Bild: ©Markian Bukatchuk

Markian Bukatchuk ist Priester der ukrainisch-katholischen Kirche und lebt mit seiner Familie in Ivano-Frankivsk.

Für uns Ukrainer sowie für viele Russen ist Weihnachten ein bedeutendes Fest im Jahr. Obwohl wir beide Länder durch unseren christlichen Glauben verbunden sind, ändert dies nichts an dem Krieg. Warum? Nicht, weil die Ukrainer unchristlich oder rücksichtslos wären oder Freude an solch schrecklichen Ereignissen empfinden würden. Nein, sie verteidigen ihr Land. Das ist ihr Recht und ihre Pflicht, und das ist richtig so. Dieser Krieg dauert immer noch an, weil der russische Angreifer die Bedeutung von Weihnachten missverstanden hat. Die Heiligen Kirchenväter sagten über Weihnachten: "Gott ist Mensch geworden, damit wir vergöttlicht werden." Dieses Fest ist ein Moment, in dem sich jeder Mensch mit Gott verbindet. Jemand, der sich nicht auf dieses Treffen vorbereitet, kann keinen Frieden schaffen.

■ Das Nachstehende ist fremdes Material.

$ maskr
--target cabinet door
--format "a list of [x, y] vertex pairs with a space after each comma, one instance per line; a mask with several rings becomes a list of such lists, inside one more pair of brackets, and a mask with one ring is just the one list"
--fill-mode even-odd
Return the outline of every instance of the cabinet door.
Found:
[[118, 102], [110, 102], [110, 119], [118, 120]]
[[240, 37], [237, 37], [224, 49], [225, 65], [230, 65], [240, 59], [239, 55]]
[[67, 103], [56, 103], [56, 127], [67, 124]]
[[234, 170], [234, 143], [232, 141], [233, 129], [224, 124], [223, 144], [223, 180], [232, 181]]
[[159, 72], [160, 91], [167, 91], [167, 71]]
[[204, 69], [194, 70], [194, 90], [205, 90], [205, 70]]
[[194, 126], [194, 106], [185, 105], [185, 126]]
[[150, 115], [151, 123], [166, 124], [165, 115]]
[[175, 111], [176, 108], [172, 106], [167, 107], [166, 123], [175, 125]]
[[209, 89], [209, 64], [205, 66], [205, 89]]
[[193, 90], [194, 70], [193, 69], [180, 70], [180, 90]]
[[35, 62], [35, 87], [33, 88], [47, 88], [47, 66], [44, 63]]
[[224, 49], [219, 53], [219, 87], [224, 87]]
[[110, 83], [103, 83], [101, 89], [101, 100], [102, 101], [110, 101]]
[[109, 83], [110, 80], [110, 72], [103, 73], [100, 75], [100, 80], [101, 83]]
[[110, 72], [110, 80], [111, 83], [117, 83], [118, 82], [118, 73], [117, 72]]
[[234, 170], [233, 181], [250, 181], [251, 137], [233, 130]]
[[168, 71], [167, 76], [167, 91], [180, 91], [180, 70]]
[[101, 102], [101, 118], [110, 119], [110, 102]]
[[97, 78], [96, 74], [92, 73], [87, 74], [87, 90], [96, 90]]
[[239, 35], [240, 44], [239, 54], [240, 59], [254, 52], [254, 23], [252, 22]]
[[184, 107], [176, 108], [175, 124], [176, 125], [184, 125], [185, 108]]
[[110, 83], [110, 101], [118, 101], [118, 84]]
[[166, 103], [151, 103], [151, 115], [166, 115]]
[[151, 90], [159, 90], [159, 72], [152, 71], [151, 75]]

Er ist eher bereit für das Gegenteil – Krieg, Gewalt und Mord zu verbreiten. Er strebt nicht danach, vergöttlicht zu werden, sondern selbst wie Gott zu sein. Dieser Wunsch führt zu nichts Gutem. Ein solcher erschöpfender Krieg kann noch lange andauern. Aber er kann genauso schnell beendet werden. Darauf hoffe ich.

Wenn ich in die Krippe schaue, sehe ich ein friedliches Bild und so viel Hoffnung. Als Priester und Vater von Kindern, die eine friedliche Zukunft verdienen, hoffe ich, dass die Menschen in verantwortungsvollen Positionen in der Welt die wahre Botschaft von Weihnachten verstehen und umkehren, um Frieden in der Welt zu schaffen, besonders für die Kinder. Das ist mein Weihnachtswunsch.

Von Markian Bukatchuk

Zur Person

Markian Bukatchuk (30) ist Priester des Erzbistums Ivano-Frankivsk und leitet dort das katholische St. Basilius Gymnasium. Von 2013 bis 2017 hat Bukatchuk in Fulda katholische Theologie studiert und sein Studium auch dort abgeschlossen.